By combining the DMRG, XTRG, and VMC calculations, we investigate the nature of the intermediate QSL phase of a honeycomb $K$-$J$-$\Gamma$-$\Gamma^{\prime}$ model in an out-of-plane magnetic field along the $[111]$ direction, which is sandwiched between a low-field zigzag order phase and a high-field polarized phase.

By using DMRG simulations on different cylinder geometries, we confirm the absent magnetic order and unveil the algebraic-like spin correlation function decay $C(r)\sim 1/r^{K_{s}}$ with small power exponent $K_{s}\lesssim 1.5$. Besides, we identify a robust spin scalar chiral order $\langle\mathbf{S}_{i}\cdot(\mathbf{S}_{j}\times\mathbf{S}_{k})\rangle$ and a lattice nematic order characterizing the $C_{3}$ symmetry breaking. We also extend the XTRG simulation to longer 4-leg cylinders and down to lower temperature. Below the lower-temperature scale $T^{\prime\prime}_{\rm L}\simeq 0.07$, we observe a robust power-law behavior of the specific heat $C_{\rm m}\sim T^{2}$, as well as considerable amount of thermal entropy. By allowing $C_{3}$ symmetry breaking in the VMC calculation, we obtain the same gapped CSL reported in Ref. [68] but with an additional nematic order that can further lower the variational energy.

While our DMRG results also find the chiral order and nematic order that can agree with the nematic CSL found by VMC, the ground-state and thermal measurements suggest a nearly gapless QSL. Yet, the VMC results provide another picture to understand the finite-size simulation results. The small ratio of the gap with respect to the spinon band width ($\sim 0.02$) indicates a large correlation length that may go beyond the resolution of present DMRG calculation. The finite density of states for spinons, which are nearly proportional to energy in a small energy window above the gap, also agrees with the behavior of the specific heat $C_{m}\sim T^{2}$. Identifying the nature of gapped or gapless may need further studies on larger system size.

It is noteworthy that the QSL predicted here for $\alpha$-RuCl₃ with relatively large low-energy excitation could be further studied experimentally in high-field NMR [87], ESR spectroscopy [88], and specific heat measurements.
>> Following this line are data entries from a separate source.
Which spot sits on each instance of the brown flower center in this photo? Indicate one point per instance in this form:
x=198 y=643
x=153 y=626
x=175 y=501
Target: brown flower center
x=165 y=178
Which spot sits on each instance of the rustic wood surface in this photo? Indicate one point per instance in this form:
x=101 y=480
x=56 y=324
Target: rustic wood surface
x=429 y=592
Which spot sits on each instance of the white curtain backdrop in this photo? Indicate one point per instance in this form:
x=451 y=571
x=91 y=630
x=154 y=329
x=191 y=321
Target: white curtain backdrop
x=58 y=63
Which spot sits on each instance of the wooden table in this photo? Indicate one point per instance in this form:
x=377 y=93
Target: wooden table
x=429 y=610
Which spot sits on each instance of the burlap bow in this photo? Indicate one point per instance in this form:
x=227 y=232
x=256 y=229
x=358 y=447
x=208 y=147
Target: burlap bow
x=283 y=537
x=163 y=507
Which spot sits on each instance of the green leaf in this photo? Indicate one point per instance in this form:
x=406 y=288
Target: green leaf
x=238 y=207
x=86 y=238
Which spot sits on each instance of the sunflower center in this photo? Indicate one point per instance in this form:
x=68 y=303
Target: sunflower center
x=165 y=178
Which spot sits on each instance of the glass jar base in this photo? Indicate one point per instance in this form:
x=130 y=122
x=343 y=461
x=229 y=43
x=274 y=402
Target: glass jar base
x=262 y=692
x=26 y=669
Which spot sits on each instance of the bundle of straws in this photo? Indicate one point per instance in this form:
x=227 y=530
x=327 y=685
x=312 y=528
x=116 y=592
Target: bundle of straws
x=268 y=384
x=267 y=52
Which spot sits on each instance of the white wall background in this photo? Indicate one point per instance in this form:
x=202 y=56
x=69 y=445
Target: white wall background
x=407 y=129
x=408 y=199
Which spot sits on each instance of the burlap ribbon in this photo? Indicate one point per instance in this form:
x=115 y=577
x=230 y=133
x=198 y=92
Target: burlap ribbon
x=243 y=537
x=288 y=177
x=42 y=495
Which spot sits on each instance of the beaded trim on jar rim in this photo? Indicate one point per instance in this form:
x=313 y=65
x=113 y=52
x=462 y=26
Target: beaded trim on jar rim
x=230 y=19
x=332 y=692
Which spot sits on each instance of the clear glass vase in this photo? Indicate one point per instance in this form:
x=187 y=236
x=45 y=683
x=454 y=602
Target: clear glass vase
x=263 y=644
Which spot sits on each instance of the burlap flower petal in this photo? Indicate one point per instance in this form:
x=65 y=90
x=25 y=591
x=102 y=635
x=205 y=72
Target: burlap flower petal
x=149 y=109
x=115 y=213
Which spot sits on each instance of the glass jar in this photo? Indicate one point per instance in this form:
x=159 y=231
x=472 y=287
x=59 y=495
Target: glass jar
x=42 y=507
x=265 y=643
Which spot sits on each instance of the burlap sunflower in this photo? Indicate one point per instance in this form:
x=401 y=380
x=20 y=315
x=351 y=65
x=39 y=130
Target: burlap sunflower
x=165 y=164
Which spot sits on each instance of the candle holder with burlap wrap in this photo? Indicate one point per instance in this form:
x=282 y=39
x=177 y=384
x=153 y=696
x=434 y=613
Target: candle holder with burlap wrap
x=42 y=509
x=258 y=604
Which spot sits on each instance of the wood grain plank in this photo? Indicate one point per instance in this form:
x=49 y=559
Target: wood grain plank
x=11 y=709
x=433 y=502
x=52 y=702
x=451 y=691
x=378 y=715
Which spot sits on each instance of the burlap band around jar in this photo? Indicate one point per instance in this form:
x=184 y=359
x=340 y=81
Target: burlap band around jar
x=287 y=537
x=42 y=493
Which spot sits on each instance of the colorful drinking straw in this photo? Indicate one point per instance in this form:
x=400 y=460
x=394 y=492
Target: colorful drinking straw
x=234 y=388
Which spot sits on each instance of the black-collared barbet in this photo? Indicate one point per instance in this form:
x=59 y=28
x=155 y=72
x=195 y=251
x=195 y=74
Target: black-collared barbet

Besides, this intermediate QSL may also relate to other recently proposed field-induced states in the Kitaev candidates, e.g., the broad magnetic continuum observed by time-domain terahertz spectroscopy measurements on BaCo₂(AsO₄)₂ [20].

We also notice that this QSL phase might be related to the nematic QSL-like phase in the $K$-$\Gamma$-$\Gamma^{\prime}$ model with dominant FM Kitaev interaction and off-diagonal exchanges $\Gamma>0$, $\Gamma^{\prime}<0$ [65, 66, 67]. While this phase was found not connected to the Kitaev spin liquid, many-body simulations found the $C_{3}$ symmetry breaking [66, 67] and gapless-like excitations [67]. It would be interesting to explore the potential connection of the two phases and whether the phase in the $K$-$\Gamma$-$\Gamma^{\prime}$ model may also be a nematic CSL.